Top Seven Must-Do’s To Become Rich In Twenty Years From Now
Someone once told me that you can’t make a flower bloom; that it will bloom when it’s darn well ready to bloom.
And just as the flower needs nourishment and support to get to that stage of growth, so do you need nurturing and support to move through life.
That’s right. Because without knowing what you’re doing, without learning how to build your financial and personal lifestyles to suit your very soul, you live a life of drudgery and frustration.
These top seven tips will demonstrate just how to bloom in twenty years, (or sooner) and will show you how to make your life richer and more fulfilling. Frankly, I can show you how I did it, growing from zero to over a million in savings, investments, with zero debt, but I can’t help you take responsibility for your own choices. That’s up to you.
To tell you the truth, what I did twenty years ago to get to wealthy with zero debt today, I truly wish I had learned this twenty years even before that! Now I’m not complaining, but seriously, it doesn’t matter when you begin. The key is begin today, now.
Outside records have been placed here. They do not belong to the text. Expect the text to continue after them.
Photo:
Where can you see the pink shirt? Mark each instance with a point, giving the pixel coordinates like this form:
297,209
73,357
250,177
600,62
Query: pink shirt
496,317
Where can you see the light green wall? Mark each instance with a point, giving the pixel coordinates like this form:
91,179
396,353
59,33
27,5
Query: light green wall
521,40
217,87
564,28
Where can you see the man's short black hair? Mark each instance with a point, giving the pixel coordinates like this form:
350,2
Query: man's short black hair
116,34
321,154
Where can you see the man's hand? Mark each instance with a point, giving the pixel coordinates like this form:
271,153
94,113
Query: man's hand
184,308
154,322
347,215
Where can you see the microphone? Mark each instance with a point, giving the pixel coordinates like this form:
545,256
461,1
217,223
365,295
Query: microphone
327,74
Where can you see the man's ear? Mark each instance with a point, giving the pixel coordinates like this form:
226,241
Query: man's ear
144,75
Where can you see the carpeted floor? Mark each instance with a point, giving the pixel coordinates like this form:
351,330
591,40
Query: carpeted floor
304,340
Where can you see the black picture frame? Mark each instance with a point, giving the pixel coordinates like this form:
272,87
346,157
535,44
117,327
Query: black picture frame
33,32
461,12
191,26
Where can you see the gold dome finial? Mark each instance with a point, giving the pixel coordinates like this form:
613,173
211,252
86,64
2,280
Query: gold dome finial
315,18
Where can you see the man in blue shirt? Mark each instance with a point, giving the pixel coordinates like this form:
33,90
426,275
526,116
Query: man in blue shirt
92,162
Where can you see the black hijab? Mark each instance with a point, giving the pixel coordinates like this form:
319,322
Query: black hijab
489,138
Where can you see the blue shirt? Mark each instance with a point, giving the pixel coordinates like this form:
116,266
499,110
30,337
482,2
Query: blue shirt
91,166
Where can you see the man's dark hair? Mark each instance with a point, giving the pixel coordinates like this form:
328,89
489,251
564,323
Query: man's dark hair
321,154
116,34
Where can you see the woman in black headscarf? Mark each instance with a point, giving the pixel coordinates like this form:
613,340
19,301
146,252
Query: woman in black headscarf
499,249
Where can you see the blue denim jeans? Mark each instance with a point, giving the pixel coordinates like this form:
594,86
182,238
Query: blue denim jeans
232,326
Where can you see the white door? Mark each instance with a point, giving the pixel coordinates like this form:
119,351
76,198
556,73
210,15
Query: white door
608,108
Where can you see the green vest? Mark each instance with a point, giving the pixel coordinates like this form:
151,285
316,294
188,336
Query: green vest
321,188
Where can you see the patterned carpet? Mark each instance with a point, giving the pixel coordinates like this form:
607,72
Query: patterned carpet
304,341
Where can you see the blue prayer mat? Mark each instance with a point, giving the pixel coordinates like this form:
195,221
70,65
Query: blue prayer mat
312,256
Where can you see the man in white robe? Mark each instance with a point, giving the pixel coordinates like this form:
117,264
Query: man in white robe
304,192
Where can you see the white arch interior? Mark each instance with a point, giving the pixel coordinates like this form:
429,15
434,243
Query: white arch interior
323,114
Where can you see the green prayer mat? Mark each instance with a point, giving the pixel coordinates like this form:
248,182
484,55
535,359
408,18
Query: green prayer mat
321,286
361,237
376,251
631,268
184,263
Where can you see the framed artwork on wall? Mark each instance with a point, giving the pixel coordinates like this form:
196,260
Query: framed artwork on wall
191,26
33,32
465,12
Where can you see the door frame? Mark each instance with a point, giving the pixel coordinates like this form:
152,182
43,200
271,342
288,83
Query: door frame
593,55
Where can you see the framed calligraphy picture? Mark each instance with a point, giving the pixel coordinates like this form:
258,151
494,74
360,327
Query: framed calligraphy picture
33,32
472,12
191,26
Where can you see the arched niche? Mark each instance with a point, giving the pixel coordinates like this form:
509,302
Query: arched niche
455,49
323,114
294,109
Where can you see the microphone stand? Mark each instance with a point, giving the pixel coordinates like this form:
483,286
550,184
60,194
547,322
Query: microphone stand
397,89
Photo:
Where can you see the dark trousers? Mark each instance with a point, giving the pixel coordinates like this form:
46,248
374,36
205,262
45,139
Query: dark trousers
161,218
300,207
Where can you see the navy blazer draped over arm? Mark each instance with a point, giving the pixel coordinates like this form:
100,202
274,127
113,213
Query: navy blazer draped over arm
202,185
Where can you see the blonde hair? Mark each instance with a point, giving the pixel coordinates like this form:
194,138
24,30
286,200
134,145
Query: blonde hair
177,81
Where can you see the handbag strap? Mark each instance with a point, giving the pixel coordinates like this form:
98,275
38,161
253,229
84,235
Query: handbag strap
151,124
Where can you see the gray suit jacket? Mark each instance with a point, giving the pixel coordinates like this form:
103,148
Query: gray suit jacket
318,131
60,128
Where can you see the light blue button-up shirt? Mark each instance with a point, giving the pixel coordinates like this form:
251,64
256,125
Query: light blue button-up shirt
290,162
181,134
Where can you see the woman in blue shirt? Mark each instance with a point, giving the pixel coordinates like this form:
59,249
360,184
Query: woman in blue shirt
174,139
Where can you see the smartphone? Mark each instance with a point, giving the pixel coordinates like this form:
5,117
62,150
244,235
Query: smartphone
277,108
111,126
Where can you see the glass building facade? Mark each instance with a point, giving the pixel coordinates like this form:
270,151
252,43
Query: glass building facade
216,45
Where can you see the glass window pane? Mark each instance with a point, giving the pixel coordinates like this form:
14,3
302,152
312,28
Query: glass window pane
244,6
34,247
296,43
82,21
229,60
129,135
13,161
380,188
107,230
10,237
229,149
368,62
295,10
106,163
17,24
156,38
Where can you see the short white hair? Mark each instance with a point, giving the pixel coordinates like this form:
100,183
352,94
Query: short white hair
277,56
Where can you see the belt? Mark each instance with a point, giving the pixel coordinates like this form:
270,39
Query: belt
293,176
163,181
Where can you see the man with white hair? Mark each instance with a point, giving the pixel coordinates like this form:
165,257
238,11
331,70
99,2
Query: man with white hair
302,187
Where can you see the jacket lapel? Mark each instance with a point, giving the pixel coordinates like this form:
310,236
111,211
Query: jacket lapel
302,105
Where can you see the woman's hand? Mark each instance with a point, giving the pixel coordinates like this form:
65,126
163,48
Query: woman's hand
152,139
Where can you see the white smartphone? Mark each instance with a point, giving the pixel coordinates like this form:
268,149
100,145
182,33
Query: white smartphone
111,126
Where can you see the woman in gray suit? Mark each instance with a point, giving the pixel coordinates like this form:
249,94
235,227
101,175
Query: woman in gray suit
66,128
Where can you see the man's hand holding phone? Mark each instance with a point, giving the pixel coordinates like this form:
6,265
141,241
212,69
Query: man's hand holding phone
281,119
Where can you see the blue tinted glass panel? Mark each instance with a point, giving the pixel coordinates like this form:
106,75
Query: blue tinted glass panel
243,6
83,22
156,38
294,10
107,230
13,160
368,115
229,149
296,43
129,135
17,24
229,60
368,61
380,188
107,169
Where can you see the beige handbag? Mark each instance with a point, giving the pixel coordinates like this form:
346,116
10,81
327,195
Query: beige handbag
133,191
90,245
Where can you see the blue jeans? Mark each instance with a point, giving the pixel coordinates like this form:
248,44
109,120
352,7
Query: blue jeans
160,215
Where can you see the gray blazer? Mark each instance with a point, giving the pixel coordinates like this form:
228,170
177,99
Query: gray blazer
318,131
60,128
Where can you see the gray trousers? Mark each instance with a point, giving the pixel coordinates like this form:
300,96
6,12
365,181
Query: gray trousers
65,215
It’s up to you and it’s a sure sign of independence when you take this information and actually apply it. So even though I can’t make you take responsibility for your life, I sure can encourage you to move forward in the best interests of your experience.
1. Make a plan – It’s not rocket science. A simple list of items you want to accomplish will suffice. Decide you will take your money management as something that is as important to your well-being and part of your life with as much attention and passion as eating and sleeping and sex.
2. Save money – Successful, wealthy people choose not to spend every available dollar on things, but to save and invest it in their own future. Choice is the key to success, like choosing long-term financial security over short-term consumption.
3. Buy a home – If you save up the down payment, and take out a “reasonable” mortgage that you can afford, even if the economy tanks, do it. You will have this paid off in twenty years and the feeling of home ownership is euphoric!
4. Monitor your money attitude – If ever there was a key to financial success, it’s attitude. Statistics show that ninety-five per cent of the world’s wealth is controlled by 5 percent of the population. I read somewhere that if all the wealth in the world was collected and redistributed so that every individual on the planet had an equal portion, it would be back in the hands of its current owners within five years. Why? It’s attitude about money that makes the difference. Think about it. Do a little research on people winning a lottery. How long do they stay rich? Temporary at best. In fact, divorce, suicide and even murder has occurred because of money in the hands of people who never had it before and don’t know what to do with it. This proves that people who are not mentally and emotionally prepared to manage money, lose it very quickly.
5. Love what money can do for you – People who have attained great wealth, or the level of financial security they were determined to achieve, share a strong belief about money. They believe that their capital should work for them. I always believed money should work for me and not the other way around. If you begin to believe a portion of your income should be set aside to work for you, it will. If you are deeply in debt and spend every dollar of your income, you could use a shift about money. Your starting point is a belief that takes a long-range perspective on saving and investing. Would you be willing to invest at least 15%? Then reread tip 4 above!
6. Be consistent – Time and the magic of compound interest can make a small consistent investment into a substantial nest egg. The key is consistency, regular monthly contributions into safe investments that earn 7 to 10 percent every year if possible. Of course, interest rates fluctuate, that’s why safe means dividend paying companies only. (Just my personal experience, stay away from front and back loaded mutual funds. They suck the breathe and depth out of you!) Instead, do your due diligence. For example, if you can invest $120 a month at 10 percent return, it will grow to $159,220 in 25 years. It will also grow to more than $758,889 in 40 years. (Accumulation of $120 per month compounded at 10% per year)
7. Start now – today – Even though you may be living pay cheque to pay cheque, in debt up to your eyeballs, frustrated and disillusioned about money, I have good news. There is light at the end of the life tunnel but only if you start now. Of course, if you began building your financial plan when you started your first job or when you earned your first dollar, you wouldn’t even be reading this article. Never the less, the second best time to start is right now, with your next pay cheque.
There you have it. Not lofty enough? Look, that’s all I did to amass a million net worth over the past 2 decades. I did my homework. I spent less than I made. I invested upwards of 15% and more so I could have that nest egg that even if the economy tanked, and there was no more money from government, I would be absolutely okay.
So can you! Start early. Start now.
We all have dreams and we should have goals.
A goal is a dream with specifics. A goal has a well-defined objective and a time frame for completion. A dream is very general: “Someday we want to buy a home.” A goal is specific: “We want to buy a home in the Lake District of Edmonton in the next 2 years.” Goal setting, implementation and review are aspects of an ongoing process. Plus, you send a direct message to your subconscious to warn you if you overspend, and to feel great when you save.
There is only one way to reduce debt and secure your future. That’s taking action. But you can’t take action if you don’t know what you want to achieve. Write it down.
And remember, always tell yourself, great job!